HARRISBURG, March 16 – Saying the specter of closed schools and crippled human services must not come to fruition, state Rep. Pam Snyder, D-Greene/Fayette/Washington, voted for a budget bill put forth by the Republican legislative majority today.

Snyder said that with only three months left in the current fiscal year, and with budget wrangling between GOP leaders and Gov. Tom Wolf still ongoing after nine months, it’s time to wrap up the tumultuous 2015-16 budget and start focusing on the 2016-17 spending plan due June 30.

"We’re able to put this one to bed without raising taxes – and still get an extra $50 million for basic education, pushing that total fiscal-year increase to $200 million," said Snyder of her affirmative vote for H.B. 1801. "I don’t want to see schools close, I want to see human services and 4-H funded, I don’t want to further put our Penn State Extension Services and county commissioners in fiscal predicaments.

"Certainly, I would like to see more state funding for basic education. But when it looks like there’s a greater chance of public schools closing their doors than getting more money, we’ve got to acknowledge the reality of the situation and act accordingly.

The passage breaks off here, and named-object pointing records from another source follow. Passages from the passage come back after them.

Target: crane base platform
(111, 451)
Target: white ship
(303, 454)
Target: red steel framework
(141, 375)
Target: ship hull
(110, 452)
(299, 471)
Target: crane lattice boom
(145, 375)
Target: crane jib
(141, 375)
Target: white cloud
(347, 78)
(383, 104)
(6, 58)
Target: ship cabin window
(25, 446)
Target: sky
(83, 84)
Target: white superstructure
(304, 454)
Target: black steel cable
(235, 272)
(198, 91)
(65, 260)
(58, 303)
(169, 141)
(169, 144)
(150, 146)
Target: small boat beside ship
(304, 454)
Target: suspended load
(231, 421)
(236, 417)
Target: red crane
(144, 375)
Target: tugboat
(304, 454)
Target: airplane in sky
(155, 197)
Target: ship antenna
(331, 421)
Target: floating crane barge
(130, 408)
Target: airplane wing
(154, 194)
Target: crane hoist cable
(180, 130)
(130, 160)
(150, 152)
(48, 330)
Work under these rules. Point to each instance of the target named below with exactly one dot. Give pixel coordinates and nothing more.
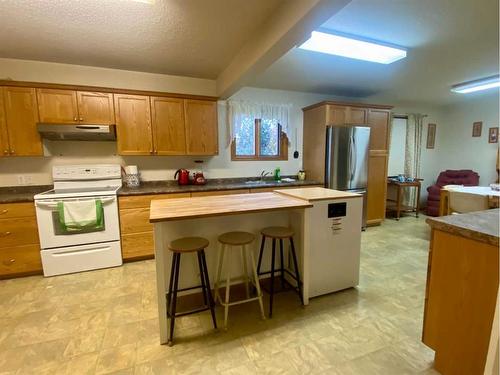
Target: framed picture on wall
(493, 135)
(477, 127)
(431, 135)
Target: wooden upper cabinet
(169, 133)
(95, 108)
(336, 115)
(201, 127)
(57, 106)
(4, 137)
(379, 123)
(133, 124)
(21, 117)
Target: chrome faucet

After nine months, this saga must end."

Snyder said a constant theme as she’s traversed the 50th Legislative District is resolving the budget impasse and the adverse impact the inability to strike a lasting deal has wrought on many layers of government services.

As an elected official, Snyder said she has to balance what is desired against what is possible, and in this case Republican dominance of the House and Senate tilted the scale toward voting for a budget bill that while not ideal at least stood a chance of legislative approval.

"With this one behind us, let’s start working on next year’s budget now, so we’re not wasting time," Snyder said.

In a series of separate votes Wednesday, Snyder also voted for bills to fund non-preferred institutions of higher education, including Penn State and the University of Pittsburgh.